With the President and Congress under pressure to ensure Medicare’s fiscal sustainability, DOJ has committed itself to vigorously investigating and prosecuting Medicare fraud. The FBI currently has 500 agents and analysts investigating 2,600 cases of alleged healthcare fraud and has charged 1,300 people since 2007 for submitting false claims to Medicare. In addition, Lanny Breuer, the head of the DOJ’s criminal division, has commented that the recent Medicare busts should serve as a reminder to health care providers that they “risk prosecution and prison time every time they submit a false claim.”

With the Federal Government taking aim at Medicare fraud, here are few things for which healthcare providers should be on the lookout:

  • Kickbacks: The federal Anti-Kickback Statute, 42 U.S.C. §1328-7b(b), prohibits any offer, payment, solicitation, or receipt of money, property, or remuneration to induce or reward the referral of patients or healthcare services payable by Medicare.
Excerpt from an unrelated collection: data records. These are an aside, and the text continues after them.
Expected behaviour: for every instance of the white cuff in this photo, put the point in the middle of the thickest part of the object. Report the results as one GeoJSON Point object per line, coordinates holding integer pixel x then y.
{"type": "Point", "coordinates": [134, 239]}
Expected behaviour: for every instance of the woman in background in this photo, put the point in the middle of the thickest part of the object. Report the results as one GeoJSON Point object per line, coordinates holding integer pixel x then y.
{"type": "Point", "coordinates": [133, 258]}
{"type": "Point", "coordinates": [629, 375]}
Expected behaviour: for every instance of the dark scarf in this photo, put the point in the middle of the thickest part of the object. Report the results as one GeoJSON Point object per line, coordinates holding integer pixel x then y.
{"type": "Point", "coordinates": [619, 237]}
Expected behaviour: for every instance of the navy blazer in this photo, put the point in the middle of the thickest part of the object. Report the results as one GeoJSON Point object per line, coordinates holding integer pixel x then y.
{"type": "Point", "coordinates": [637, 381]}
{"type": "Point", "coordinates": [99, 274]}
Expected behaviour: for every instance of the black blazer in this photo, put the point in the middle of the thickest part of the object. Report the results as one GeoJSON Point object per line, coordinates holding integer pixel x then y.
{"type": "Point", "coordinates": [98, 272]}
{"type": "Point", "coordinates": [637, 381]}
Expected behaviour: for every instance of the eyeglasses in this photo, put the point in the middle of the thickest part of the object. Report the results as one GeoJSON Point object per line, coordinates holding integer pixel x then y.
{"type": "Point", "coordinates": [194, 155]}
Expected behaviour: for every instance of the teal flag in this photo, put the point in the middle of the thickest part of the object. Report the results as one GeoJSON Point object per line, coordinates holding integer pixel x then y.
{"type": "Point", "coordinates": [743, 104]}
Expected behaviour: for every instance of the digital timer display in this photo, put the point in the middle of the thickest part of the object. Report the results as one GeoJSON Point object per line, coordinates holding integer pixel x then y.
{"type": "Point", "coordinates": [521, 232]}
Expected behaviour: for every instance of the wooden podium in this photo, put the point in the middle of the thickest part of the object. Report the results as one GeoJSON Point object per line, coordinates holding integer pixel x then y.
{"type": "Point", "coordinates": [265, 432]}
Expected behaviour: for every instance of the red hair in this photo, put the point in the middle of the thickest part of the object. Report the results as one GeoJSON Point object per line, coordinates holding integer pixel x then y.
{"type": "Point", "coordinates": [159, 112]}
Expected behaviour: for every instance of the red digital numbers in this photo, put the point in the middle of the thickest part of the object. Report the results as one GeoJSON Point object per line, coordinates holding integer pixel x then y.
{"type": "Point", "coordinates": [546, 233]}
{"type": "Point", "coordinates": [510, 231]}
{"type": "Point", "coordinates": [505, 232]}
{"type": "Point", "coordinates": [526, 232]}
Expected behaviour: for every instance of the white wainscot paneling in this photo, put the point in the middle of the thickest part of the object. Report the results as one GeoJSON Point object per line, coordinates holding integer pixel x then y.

These improper payments can come in many different forms, including: referral fees, finder’s fees, productivity bonuses, discounted leases, discounted equipment rentals, research grants, speaker’s fees, excessive compensation, and free or discounted travel or entertainment. Kickbacks can also constitute a violation of the federal False Claims Act (“FCA”), 31 U.S.C. §§ 3729-3733.
  • Up-Coding: Billing Medicare involves a complex series of codes that assign a dollar value to the procedures and services performed based on their complexity. Up-coding occurs when a claim is submitted for a more complex procedure than was actually performed. Up-coding is a favorite target of health care- related FCA claims.
  • Unbundling and Bundling: Medicare has special reimbursement rates for groups of procedures that are typically performed together, such as laboratory tests. “Unbundling” occurs when bundled procedures are billed separately in order to exceed the group reimbursement rate. Conversely, “bundling” refers to the artificial combination of tests and procedures in such a manner that they are not separately available, which results in the performance of and billing for unnecessary tests. Unbundling and bundling can constitute violations of the FCA.
  • False Certifications: When physicians, hospitals, and other health care providers submit bills to Medicare, they are required to include a number of certifications, including that the services were medically necessary, were actually performed, and were performed in accordance with all applicable rules and regulations. False certifications are easy prey for whistleblowers under the FCA.
  • Improper Financial Interests: The federal Stark law, 42 U.S.C. §§ 1395nn and 1396b, generally prohibits physicians and members of their immediate families from having financial interests in entities that perform certain designated health services to which they refer patients or from which they order goods and services paid for by Medicare.

By keeping an eye out for these types of practices, which are commonly targeted for Medicare fraud allegations, healthcare providers can avoid substantial liabilities.